Doch wie hält es eigentlich der Klimaschutz mit der Systemfrage? Im Bundestag beerdigte bei der Klimadebatte, letzten Freitag im Bundestag, die Linken-Parteichefin Katja Kipping den »grünen Traum von einem grünen Kapitalismus«. Die Erfahrungen der letzten Jahrzehnte hätten gezeigt, dass eine globale Reduktion des CO2-Ausstoßs nur als ökologische Nebenwirkungen »eines Systemzusammenbruchs oder infolge großer Wirtschaftskrisen« gelungen sei. Stimmt, die weltweiten CO2-Emissionen haben 2013 mit 35 Milliarden Tonnen einen neuen Rekord gerissen. Die Ursache wird beim kapitalistischen »Höher, schneller, weiter« verortet, dessen Erfolgskriterium der Profit ist. Mehr Ressourceneffizienz wird sofort wieder aufgefressen, zu groß der Hunger nach Energie und Bodenschätzen in diesem irren Wettrennen der Big Player und Shareholder um Kunden, Märkte und Aktienkurse.

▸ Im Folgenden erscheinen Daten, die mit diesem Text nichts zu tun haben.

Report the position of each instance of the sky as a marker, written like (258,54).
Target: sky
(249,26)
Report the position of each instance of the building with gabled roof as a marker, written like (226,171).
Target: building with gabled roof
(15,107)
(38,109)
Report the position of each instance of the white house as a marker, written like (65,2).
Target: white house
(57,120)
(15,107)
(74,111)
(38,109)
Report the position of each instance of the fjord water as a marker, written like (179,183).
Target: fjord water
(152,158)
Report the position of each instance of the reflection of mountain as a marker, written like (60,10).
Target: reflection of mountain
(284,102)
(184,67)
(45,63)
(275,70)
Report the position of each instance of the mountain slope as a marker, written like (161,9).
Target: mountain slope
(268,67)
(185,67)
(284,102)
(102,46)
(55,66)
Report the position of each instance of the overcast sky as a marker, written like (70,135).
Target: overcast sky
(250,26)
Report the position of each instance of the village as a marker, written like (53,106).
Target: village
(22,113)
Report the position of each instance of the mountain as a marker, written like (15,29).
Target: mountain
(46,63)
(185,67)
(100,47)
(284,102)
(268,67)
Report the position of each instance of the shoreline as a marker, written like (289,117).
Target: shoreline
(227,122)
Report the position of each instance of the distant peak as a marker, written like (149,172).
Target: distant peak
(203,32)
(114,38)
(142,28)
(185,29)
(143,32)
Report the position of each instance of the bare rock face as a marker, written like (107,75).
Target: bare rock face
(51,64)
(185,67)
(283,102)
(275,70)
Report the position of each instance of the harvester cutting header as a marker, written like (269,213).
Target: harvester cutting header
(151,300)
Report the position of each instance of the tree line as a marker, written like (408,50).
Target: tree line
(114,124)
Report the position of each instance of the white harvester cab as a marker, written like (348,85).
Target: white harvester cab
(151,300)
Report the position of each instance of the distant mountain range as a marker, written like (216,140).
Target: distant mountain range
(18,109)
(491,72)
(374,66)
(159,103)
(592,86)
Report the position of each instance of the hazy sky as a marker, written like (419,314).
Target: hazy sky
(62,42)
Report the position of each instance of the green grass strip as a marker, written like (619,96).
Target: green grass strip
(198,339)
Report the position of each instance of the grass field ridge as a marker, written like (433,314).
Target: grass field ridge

Kurzum, lässt Katja Kipping die linke Bestseller-Autorin Naomi Klein die Systemfrage stellen: »Klima oder Kapitalismus - wir müssen uns entscheiden.«
Der Sozialismus also der bessere Klimafreund? Bisher haben die linken Sozialisten dieser Erde keine echte Alternative in Sachen Ökologie auf den Tisch gelegt. Für das Klima war das Ende der DDR-Industrie, man kann es nicht anders sagen, ein Segen. Fast zehn Prozent der bundesdeutschen CO2-Einsparungen seit 1990 sind dem Aus von Buna und Bitterfeld zu verdanken. Historisch gesehen hat keine sozialistische Regierung umweltfreundliche Politik in die Tat umgesetzt, und Wachstum mit Naturschutz in Einklang bringen können. Nur Kuba hat eine grüne Weste, aber ohne eigene Industrie noch fossile Vorkommen auf der Insel.

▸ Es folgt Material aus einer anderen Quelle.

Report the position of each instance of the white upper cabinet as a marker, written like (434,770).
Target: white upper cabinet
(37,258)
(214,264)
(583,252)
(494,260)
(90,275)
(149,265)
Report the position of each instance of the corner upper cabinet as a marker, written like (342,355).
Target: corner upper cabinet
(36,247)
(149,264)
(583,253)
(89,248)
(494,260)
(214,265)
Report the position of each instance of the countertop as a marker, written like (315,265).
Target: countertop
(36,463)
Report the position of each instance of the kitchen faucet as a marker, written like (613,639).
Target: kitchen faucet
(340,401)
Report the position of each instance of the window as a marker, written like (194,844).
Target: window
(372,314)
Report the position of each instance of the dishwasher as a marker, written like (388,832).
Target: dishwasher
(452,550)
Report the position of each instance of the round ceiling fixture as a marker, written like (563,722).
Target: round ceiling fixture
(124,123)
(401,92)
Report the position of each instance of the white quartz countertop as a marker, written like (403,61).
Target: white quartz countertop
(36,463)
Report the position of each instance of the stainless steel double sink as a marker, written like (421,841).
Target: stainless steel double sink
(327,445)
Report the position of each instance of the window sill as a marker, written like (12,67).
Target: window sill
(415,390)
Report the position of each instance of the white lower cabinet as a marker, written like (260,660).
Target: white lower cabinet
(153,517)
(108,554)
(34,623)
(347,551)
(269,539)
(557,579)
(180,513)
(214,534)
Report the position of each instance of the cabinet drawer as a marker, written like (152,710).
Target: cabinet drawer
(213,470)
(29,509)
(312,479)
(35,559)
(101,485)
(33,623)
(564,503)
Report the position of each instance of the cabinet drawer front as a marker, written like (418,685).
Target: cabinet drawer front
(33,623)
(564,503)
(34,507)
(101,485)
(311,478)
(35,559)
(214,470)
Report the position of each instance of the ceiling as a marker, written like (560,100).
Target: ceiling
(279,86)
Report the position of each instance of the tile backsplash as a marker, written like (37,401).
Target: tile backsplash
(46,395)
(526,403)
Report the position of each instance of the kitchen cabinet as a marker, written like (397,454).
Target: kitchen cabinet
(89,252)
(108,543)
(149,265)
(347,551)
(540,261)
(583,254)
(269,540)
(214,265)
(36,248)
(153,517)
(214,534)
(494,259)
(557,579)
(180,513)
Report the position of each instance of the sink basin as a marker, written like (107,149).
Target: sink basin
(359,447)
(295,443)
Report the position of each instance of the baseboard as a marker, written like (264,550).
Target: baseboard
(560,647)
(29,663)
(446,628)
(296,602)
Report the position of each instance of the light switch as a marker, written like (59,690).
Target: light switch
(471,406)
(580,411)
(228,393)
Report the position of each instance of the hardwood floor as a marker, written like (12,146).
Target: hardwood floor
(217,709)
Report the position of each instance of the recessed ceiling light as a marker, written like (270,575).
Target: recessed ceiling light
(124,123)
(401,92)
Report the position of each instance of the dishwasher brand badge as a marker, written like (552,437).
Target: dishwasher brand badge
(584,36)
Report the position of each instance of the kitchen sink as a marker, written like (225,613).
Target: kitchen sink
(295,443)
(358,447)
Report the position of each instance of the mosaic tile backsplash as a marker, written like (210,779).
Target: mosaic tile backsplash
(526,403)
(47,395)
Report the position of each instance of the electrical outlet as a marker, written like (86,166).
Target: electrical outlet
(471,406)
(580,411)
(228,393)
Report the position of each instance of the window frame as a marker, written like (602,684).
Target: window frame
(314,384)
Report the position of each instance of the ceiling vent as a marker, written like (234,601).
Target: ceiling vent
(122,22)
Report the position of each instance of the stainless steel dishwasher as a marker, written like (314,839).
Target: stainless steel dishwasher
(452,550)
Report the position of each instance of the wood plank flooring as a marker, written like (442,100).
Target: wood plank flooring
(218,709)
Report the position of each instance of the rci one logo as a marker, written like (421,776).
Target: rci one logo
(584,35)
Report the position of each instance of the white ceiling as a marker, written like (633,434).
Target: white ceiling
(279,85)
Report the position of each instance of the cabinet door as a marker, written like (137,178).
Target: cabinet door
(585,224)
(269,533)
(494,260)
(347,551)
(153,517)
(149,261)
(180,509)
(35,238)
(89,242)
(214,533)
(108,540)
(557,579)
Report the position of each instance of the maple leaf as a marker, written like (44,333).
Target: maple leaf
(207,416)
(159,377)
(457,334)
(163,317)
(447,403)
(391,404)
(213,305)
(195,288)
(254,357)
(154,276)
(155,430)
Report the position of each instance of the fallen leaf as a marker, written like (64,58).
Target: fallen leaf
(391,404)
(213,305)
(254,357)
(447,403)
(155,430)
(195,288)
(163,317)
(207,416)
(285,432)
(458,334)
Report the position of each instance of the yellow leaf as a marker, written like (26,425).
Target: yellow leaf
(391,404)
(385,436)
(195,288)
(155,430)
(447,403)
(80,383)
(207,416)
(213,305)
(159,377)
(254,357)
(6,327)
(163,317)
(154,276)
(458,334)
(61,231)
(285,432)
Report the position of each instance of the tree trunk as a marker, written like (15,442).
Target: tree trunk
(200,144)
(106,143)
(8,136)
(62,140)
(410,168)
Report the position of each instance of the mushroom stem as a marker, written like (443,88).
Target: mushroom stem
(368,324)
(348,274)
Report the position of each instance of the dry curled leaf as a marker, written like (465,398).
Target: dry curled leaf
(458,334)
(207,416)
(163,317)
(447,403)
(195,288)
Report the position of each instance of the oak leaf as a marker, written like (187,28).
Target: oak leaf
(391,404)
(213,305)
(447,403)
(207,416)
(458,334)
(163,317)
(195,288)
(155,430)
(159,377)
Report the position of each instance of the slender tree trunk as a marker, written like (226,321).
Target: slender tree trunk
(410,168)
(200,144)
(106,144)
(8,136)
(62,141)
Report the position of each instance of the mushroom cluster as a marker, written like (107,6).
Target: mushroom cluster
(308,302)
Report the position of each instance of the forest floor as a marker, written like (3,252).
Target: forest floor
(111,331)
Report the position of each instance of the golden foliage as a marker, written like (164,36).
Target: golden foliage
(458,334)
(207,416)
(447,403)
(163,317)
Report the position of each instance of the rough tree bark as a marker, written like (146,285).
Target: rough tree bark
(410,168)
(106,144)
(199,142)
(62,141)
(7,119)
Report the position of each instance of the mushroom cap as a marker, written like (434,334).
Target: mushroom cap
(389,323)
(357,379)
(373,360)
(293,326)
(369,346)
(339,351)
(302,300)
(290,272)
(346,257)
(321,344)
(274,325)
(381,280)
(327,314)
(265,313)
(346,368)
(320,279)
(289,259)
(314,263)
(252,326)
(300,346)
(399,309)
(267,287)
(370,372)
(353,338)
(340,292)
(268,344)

Auch Sozialismus und Ökologie stecken in einem tiefen Dilemma. Der Kampf gegen die Armut mit Erdöl-Millionen in Venezuela, wo die Armut unter Chávez so stark zurückgegangen ist wie nie, legt den Finger in die Wunde aller linken Projekte. Nicht der venezolanische Links-Bonapartismus, nicht die Peronisten von Buenos Aires, und nicht die Rot-Roten in Brandenburg konnten bisher einen Ausstieg aus Erdöl, Gas und Kohle einleiten. Den einen fehlte es an Alternativen, den anderen an Mut. Umverteilung ist nicht per se gut. Unter Umweltveränderungen leiden zuerst die Ärmsten, vielleicht nicht im eigenen Land, aber andernorts, in Bangladesch, in Butan, in Mali. Internationale Solidarität sähe also anders aus. Ob das Öl aus einem staatlichen Bohrturm sprudelt oder eine Aktiengesellschaft die Kohle und Dörfer abbaggert, die Erderwärmung juckt das Null.
Sind lechts und rinks in der Ökologie sinnfrei? Natürlich nicht. Linke Politik will in die Speichen der Wirtschaft greifen. Linke Politik will die Willkür und Macht der Ausbeutung begrenzen, ohne dabei die produktiven Kräfte einer Volkswirtschaft zu amputieren. Darum steht besonders linke Macht unter besonderer Beobachtung, sie schultert besonders große Verantwortung: Nicht nur auf dem roten, auch auf dem grünen Auge muss linke Politik Weitsicht beweisen.